それから、建物自体のチェックというのもまだ全然できていない。これからようやく専門家による確認が始まるところ。全面建て替えなのか、あるいは改修工事にとどまるのか。
ですから判断するのに時間がかかります。「復興に向けて」なんていう言葉はまだ程遠い状況なんです。
トラウデン直美さん:
こちらとしては、10日経ったから少しずつ支援が届いていたらいいなという気持ちで毎日見ているんですが、どのくらい届いているのかっていうことと、あと、今一番必要なものっていうのはどういったものなんでしょうか。
藤森キャスター:
支援についても人それぞれ必要なものが変わってくると思いますが、明日、明後日暮らしていくための物資というのは次第に集まってきているそうなんです。

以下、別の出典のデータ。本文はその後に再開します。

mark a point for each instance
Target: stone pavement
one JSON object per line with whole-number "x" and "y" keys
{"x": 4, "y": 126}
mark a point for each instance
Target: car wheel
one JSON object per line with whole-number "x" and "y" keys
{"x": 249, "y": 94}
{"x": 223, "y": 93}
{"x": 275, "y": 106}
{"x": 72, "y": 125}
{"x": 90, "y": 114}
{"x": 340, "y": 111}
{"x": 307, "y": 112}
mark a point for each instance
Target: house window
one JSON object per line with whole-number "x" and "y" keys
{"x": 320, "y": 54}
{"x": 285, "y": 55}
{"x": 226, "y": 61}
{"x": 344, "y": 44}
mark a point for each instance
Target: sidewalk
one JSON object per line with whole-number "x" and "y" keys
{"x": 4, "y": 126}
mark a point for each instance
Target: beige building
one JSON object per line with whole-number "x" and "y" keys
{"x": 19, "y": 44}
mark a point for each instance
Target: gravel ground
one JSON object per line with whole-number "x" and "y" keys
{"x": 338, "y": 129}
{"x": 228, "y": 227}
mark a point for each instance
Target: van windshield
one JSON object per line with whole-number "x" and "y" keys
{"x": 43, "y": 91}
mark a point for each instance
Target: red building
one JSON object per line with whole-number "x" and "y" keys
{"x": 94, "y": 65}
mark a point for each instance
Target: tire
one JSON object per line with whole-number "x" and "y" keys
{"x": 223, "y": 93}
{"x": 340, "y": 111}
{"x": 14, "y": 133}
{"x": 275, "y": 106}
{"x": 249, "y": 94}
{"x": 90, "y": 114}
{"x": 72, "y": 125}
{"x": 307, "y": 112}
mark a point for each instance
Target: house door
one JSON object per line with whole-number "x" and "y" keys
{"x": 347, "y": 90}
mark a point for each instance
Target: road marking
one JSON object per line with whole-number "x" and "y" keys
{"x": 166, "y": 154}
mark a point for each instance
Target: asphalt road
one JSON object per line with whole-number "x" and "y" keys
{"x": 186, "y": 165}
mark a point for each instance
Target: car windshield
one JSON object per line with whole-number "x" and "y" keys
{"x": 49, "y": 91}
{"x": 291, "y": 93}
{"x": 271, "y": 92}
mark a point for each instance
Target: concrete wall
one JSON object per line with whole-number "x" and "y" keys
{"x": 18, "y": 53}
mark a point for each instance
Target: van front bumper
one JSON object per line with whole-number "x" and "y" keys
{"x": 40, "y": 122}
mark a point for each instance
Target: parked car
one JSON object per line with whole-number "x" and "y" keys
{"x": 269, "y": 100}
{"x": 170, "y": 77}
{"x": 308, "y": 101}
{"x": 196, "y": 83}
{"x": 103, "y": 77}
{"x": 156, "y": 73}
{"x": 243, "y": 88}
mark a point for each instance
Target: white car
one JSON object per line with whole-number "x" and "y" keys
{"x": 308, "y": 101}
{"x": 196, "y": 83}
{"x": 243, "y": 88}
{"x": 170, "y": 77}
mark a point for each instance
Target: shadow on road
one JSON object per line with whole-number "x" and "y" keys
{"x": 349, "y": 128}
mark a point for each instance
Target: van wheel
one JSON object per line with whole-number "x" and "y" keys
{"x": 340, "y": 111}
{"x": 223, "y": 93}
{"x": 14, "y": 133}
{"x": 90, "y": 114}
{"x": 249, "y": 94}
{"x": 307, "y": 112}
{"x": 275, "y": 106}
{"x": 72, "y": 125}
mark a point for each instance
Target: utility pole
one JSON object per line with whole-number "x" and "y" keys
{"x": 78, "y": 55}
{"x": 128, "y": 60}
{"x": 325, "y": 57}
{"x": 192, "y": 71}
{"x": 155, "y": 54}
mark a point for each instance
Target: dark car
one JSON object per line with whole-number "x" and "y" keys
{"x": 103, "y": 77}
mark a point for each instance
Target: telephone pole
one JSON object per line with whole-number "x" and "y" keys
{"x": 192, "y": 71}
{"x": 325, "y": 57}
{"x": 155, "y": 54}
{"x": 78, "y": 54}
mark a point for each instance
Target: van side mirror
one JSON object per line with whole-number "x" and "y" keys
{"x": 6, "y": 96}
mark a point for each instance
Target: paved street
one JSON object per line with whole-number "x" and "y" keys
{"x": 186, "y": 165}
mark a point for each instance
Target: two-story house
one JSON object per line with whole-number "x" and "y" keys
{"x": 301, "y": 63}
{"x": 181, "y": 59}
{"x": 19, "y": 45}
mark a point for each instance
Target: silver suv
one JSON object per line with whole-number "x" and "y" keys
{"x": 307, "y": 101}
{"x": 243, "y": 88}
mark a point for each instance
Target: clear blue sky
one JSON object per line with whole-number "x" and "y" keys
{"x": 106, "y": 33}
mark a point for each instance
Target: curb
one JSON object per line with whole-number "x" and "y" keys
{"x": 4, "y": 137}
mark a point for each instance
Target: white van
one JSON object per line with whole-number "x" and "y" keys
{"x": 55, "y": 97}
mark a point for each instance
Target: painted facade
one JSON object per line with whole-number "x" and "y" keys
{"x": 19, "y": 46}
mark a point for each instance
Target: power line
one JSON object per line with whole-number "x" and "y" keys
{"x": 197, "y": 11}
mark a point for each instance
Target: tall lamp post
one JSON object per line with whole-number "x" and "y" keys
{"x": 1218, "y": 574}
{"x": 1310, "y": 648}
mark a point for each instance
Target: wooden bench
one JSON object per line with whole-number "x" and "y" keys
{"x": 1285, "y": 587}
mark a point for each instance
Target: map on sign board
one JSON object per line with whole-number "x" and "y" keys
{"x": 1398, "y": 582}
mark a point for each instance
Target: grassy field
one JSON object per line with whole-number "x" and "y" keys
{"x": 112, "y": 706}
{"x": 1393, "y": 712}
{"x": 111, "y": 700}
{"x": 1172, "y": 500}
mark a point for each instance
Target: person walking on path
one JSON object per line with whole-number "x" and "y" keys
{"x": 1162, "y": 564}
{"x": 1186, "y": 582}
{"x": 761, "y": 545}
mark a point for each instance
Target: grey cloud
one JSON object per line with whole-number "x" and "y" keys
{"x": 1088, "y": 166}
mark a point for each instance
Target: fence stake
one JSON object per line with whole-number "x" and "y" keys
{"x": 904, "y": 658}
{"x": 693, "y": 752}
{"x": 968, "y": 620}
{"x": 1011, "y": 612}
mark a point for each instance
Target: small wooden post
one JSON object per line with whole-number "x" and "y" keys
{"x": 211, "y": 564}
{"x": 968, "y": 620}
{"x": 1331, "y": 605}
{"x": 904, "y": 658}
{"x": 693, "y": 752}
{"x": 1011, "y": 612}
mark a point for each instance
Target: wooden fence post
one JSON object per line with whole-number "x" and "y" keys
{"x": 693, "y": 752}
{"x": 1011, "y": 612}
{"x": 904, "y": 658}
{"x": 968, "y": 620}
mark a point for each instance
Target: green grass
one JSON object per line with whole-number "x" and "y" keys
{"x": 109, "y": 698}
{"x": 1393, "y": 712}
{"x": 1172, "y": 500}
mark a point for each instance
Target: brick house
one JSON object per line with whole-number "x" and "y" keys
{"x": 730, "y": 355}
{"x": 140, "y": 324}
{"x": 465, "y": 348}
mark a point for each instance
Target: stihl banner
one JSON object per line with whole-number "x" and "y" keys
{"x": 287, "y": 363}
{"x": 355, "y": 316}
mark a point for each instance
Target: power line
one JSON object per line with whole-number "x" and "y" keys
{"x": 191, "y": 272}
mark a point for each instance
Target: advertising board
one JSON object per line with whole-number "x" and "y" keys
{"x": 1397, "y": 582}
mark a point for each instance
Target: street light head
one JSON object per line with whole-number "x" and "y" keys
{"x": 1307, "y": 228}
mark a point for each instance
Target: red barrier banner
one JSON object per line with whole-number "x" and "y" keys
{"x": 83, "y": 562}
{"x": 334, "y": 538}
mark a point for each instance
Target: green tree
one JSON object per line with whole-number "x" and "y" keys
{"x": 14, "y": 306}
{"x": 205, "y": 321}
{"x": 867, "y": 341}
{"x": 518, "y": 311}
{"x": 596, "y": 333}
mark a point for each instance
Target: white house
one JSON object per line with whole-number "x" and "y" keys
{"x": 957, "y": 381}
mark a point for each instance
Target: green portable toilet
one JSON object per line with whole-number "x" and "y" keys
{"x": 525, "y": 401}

ただ、その先です。そもそもここで従業員の皆さんが今後、働き続けられるのか。和倉に残りたいけど残れるのか。何よりも大切なこの働き手が離れてしまっては復興どころではありません。ですから、そのためにも、せめて当面の生活を続けられる最低限の金銭的支援、こういったものを速やかに国や自治体が動くことはできないものかと強く感じます。
それからもう一つ、多田さんがお話になっていたのは風評被害を何とか食い止めたいということなんです。3月の北陸新幹線延伸に伴って、福井県の皆さん一体になって盛り上げようと話をしていた矢先、被災してしまった。現在、福井県の皆さんは「和倉のためにも頑張る」とおっしゃってるそうです。
こちらもそういう声を聞いたら、やっぱり頑張りたいと思っている。ですから、北陸をひとくくりにして、みんなが傷付いてダメージを受けてしまったではなくて、しっかりと正しい情報を得た上で、温泉を楽しめるところは楽しめる、行けるところは行けるんだ、みんなでそういう正しい情報のもと、応援の声を出していけたら、行動できたらいいなと思いました。